Yeah, the risk I worry about most right now is and I worry about everything. And my team, they were they were here, you know, our team would laugh right now just they'd be nodding their head saying is he worries about everything. What I worry about most right now is the federal legalization. Impact on our tenants. I keep telling people in the industry, be careful what you wish for. You all want federal legalization, but it will not come in the form of okay, it's legal, keep doing what you're doing. It will come with massive regulation. And so I look at for our tenants, how will they be able to manage through that massive regulation? Are they doing what they need to do to get through the FDA? Right? Because these are consumable products? Are they doing what they need to do to to avoid issues around branding and how they're communicating with people and some of the restrictions about how you will communicate around this product?
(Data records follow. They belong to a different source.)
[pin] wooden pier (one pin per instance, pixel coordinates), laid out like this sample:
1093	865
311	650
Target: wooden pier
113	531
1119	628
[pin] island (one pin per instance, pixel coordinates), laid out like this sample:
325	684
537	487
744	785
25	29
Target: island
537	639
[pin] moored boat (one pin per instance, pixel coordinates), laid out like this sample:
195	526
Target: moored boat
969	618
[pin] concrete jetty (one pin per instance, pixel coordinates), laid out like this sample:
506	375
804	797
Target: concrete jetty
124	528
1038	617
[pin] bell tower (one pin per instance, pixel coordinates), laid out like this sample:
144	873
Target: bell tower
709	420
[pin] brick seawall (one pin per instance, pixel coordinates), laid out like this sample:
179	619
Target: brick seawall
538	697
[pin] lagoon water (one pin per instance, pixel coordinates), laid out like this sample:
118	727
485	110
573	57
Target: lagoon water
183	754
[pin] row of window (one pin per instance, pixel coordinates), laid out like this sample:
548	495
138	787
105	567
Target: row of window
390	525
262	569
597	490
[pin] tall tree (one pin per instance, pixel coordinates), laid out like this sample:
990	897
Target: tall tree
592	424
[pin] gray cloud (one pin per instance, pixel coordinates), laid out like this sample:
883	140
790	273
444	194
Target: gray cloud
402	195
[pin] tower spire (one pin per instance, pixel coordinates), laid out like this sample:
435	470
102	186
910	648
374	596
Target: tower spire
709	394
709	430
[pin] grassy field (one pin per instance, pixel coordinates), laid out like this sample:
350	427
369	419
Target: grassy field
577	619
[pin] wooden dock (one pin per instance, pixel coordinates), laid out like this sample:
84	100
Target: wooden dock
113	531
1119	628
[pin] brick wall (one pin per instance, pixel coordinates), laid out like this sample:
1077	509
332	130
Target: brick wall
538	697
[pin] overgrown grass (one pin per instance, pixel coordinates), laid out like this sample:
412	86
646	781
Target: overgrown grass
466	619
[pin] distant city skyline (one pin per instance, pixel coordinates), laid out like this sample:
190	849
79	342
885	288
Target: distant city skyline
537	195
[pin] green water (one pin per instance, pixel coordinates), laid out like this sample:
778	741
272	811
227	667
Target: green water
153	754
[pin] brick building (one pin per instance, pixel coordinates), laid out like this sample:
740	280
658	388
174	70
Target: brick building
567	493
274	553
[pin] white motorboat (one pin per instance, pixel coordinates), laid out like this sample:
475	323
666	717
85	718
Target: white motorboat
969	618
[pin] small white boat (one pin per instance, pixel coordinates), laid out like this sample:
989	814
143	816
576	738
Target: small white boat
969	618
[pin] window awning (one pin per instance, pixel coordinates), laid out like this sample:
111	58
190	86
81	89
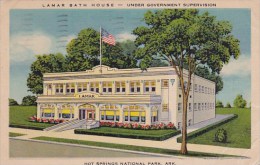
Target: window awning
66	111
48	111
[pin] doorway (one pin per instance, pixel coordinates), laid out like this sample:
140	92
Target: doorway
91	115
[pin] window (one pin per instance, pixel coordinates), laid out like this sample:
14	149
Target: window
185	84
150	86
110	113
70	88
189	122
165	108
120	86
94	87
134	113
179	125
195	106
165	83
135	86
82	87
154	117
59	88
179	107
107	87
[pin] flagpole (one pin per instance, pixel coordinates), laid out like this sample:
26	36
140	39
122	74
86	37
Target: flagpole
100	53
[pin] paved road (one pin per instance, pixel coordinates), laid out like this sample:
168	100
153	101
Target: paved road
22	148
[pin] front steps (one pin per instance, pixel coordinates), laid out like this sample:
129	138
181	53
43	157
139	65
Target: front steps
74	124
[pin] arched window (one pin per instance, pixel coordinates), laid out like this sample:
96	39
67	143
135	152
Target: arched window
66	111
110	112
47	111
134	113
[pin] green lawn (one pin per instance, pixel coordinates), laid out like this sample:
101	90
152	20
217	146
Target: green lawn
131	133
19	115
238	130
131	147
12	134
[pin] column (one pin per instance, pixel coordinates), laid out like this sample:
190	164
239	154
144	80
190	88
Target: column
88	86
76	88
158	87
64	88
45	89
53	89
76	111
56	114
148	115
100	87
127	87
38	111
142	87
113	87
121	113
97	112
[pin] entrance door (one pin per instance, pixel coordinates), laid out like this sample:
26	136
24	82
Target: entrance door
82	114
91	115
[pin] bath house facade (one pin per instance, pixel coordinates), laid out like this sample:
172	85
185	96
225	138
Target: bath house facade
124	95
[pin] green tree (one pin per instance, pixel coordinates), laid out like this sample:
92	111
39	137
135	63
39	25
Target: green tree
83	52
239	102
207	74
29	100
12	102
219	104
228	105
184	36
44	64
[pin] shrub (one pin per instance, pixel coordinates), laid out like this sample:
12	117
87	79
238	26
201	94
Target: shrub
12	102
228	105
219	104
221	135
239	102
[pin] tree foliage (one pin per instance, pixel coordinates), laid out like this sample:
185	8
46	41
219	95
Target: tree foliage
29	100
185	36
219	104
12	102
228	105
239	102
207	74
47	63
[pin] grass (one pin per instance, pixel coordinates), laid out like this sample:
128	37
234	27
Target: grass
238	130
19	115
131	133
12	134
130	147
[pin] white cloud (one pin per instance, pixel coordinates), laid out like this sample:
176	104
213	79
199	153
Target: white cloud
125	36
24	47
240	67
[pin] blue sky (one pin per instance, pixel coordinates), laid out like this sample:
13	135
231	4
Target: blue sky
34	32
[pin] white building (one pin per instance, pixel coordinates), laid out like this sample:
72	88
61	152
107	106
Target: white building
124	95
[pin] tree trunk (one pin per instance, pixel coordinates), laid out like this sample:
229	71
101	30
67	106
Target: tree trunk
184	125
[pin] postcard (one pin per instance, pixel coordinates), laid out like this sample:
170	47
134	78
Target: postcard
130	83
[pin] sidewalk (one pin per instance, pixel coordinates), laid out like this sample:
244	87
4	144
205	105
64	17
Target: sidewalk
167	144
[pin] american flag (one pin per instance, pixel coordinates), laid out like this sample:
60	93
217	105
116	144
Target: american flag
107	37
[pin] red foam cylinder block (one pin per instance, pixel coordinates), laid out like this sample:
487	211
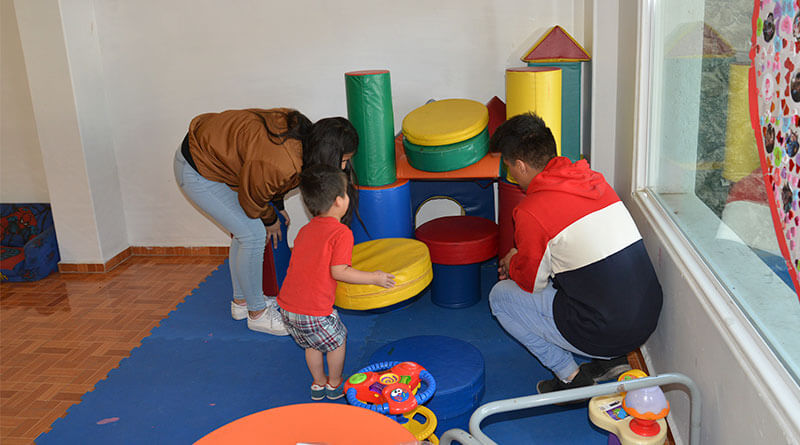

And so I spend a lot of time trying to make sure that we really understand not just a federal legalization will happen. But how does it happen? What will the regulatory impact be on the industry and our tenants and our prospective tenants really having the capability to navigate what's likely to come out of them at them, because I think many people in the industry underestimate the amount of regulatory burden that will be hoisted upon this industry upon legalization. And so, you know, it's interesting, you said, avoid minimize and transfer. I'm not sure how we do any of those with that particular with that particular risk. But that's where I spent a lot of time worrying about. And maybe that's why I work because I can't avoid, minimize or transfer.